If you are planning to flex your creative muscles at this time of year, and looking for inspiration to get started, The Creative Habit (Simon & Schuster) might be for you.

Pioneering choreographer Twyla Tharp wrote this ambitious book with Mark Reiter. The author has created more than 135 dances for Twyla Tharp Dance, as well as for American Ballet Theater, Paris Opera Ballet, the Royal Ballet and others. She is the winner of two Emmys and one Tony Award.

Tharp believes creativity is not just for artists. It is within the reach of everyone. All it takes is a willingness to make creativity a habit.

In the book, she shares what she has learned over four decades about planning, organizing and working with others. She explores her creative history and helps you discover your own creative identity through a series of practical exercises. She even gives a recipe for getting out of a rut. Tharp is frank about her own fears and struggles. In Chapter 10, she offers tips on how to recognize and recover from failure.

Rituals

For Tharp, rituals are must-learn habits, especially preparation rituals. She wakes at 5:30 each morning, dons her gym clothes, steps outside her Manhattan home and hails a taxi. She tells the driver to take her to the Pumping Iron gym at 91st Street and First Avenue, where she works out for two hours. This ritual anchors her morning.

“The moment I tell the driver where to go I have completed the ritual.” Rituals are decisive patterns of behaviour: no thinking required. “It’s a simple act, but doing it the same way each morning habitualizes it – makes it repeatable, easy to do.”

She gives examples of rituals: Stravinsky playing a Bach fugue each day when he entered his studio, a chef tending herbs in his garden to kick start his day, and the painter playing pounding music to get her into a groove.

Organizational tools

Tharp starts every project with a cardboard box, the kind you can get at Staples for transferring files. She throws everything related to the project into the labeled box.

“The box makes me feel organized, that I have my act together even when I don’t know where I’m going yet.”

Take, for example, the box for her hit musical Movin’ Out (based on the songs of Billy Joel). Initially, it contained:

Demo tape to sell idea to Billy Joel;
Two blue index cards with stated goals for the show;
Videos of Billy Joel’s lectures to hear what he thought of his songs;
Movies from period: 1965 to1984, including U.S. Army training films from the Vietnam era;
Green beret that belonged to the military adviser, she consulted for the show’s night patrol sequence;
Earrings and macramé vest that sparked her thinking about costumes.

Eventually, the material for the show filled 12 boxes.

The box strategy can also be used as an evaluation tool. Tharp suggests you ask yourself the following questions after each project: How did I do? Did I get to my goal? Did I move beyond it? Did it change along the way? Could I have done it more efficiently?

Scratching techniques

Tharp finds it tough to come up with ideas for new works. To cope, she has developed an approach she calls “scratching”.

“You know how you scratch away at a lottery ticket to see if you’ve won? That’s what I’m doing when I begin a piece.”

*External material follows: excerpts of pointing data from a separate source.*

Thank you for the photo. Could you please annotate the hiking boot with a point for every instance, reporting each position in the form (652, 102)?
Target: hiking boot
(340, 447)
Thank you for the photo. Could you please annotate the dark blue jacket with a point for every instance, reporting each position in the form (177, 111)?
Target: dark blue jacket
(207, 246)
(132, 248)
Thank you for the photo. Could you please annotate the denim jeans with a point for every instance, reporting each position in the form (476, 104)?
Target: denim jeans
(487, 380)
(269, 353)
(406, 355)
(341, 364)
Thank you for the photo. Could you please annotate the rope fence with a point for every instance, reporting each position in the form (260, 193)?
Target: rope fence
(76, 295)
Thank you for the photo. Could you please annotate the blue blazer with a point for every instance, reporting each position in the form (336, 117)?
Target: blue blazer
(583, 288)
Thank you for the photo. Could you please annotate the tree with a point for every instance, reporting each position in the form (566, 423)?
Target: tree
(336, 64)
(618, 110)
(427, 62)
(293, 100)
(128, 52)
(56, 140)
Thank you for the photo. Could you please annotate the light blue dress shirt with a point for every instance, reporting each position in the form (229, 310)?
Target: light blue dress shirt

She has two ironclad rules: only scratch among the best – the best composers, the best people and the best resources. And never scratch in the same place twice. Perhaps not surprisingly, Tharp believes the person you will be in five years depends on the people you meet and the books you read.

The artist scratches for ideas in everyday conversation and in nature. She browses through books and visits museums and exhibitions. She follows in the footsteps of her heroes and mentors – Mozart, Beethoven, Verdi, Dostoyevsky, Yeats, Cézanne, Kurosawa and Balanchine – hoping to discover ideas that will spark her own.

The Creative Habit is an unbeatable combination; it’s both an entertaining “how to” guide and a testament to an unwavering commitment to personal vision. It’s bound to bolster your own desire to live creatively.